NIEHS / amadeus

https://niehs.github.io/amadeus/
Other
7 stars 2 forks source link

Temporal dimension in calc_<> functions #112

Open eva0marques opened 3 months ago

eva0marques commented 3 months ago

I am writing process and calc functions for other covariates that I need in my own project. I would like to open a discussion on the spatio x temporal case.

Let's say I want to create a model of AI to predict temperature at several locs x timestamps. I need to extract spatial covariates (easy) but also spatio x temporal ones.

In my ideal world, to do so:

  1. I create a SpatVector or data.frame or sf/sftime with both geometry and time columns to give as locs param
  2. I use calc_ functions to add columns for each covariate (they can be spatial or spatiotemporal). The calc_ functions for spatio-temporal covariates handle the "time" dimension properly, depending on the user's criteria (for eg: if geophysical model outputs are available every 3 days, and my predictions are every day: calc_ downscales the temporal resolution. It can also do the opposite if I have hourly data).

It would look like this:

my_spacetime_sample |>
  calc_era5() |>
  calc_nlcd() |>
  calc_gmted() |>
  ...

For now, calc_ functions are not optimally designed for temporal dimension. It is implied that locs is a spatial dataframe without time column. When calculating spatio-temporal covariates, it extracts all the time series of from.
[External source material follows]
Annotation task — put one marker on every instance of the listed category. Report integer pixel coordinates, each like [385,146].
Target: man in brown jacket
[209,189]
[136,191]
But if locs already has a time column (for eg created after calculating another spatio-temporal covariate), it becomes a mess.

As a summary, I see the following limitations with our current version of calc_ :

It is not urgent of course, but I think it would be interesting to address this discussion in the future for a better use of amadeus.

eva0marques commented 3 months ago

My suggestions to improve this situation:

mitchellmanware commented 2 months ago
  1. Temporal summaries + download inputs
  2. Data frame "inflation" for static spatial variables
  3. Syncoronize calc_* functions where output from calc_1 is used as locs in calc_2
    calc_1() |>
    calc_2() |>
    calc_3()
eva0marques commented 2 months ago

In calc_ pipes it would be easier to distinguish spatiotemporal points from spatial points 🤔 (eventually include the inflate function from spatial pipe to spatiotemporal one):

If the goal is to create a datatable to feed AI models:

my_spatial_sample |>
  calc_nlcd() |>
  calc_gmted() |>
  ... |>
  inflate_to_spatiotemporal(timestamps) |>
  calc_era5() |>
  calc_modis()
  ...

If the goal is to store efficiently the calculated points:

my_spatial_sample |>
  calc_nlcd() |>
  calc_gmted() |>
  ... |>
  writeRDS()

my_spatiotemporal_sample |>
  calc_era5() |>
  calc_modis() |>
  ... |>
  writeRDS()
mitchellmanware commented 2 months ago

I think an option is updating the static calc functions to have an inflate parameter. If inflate = TRUE it automatically returns a spatio-temporal data frame (feed AI models example) where if inflate = FALSE it is a list with a vector of dates and single spatial data frame (efficiency example).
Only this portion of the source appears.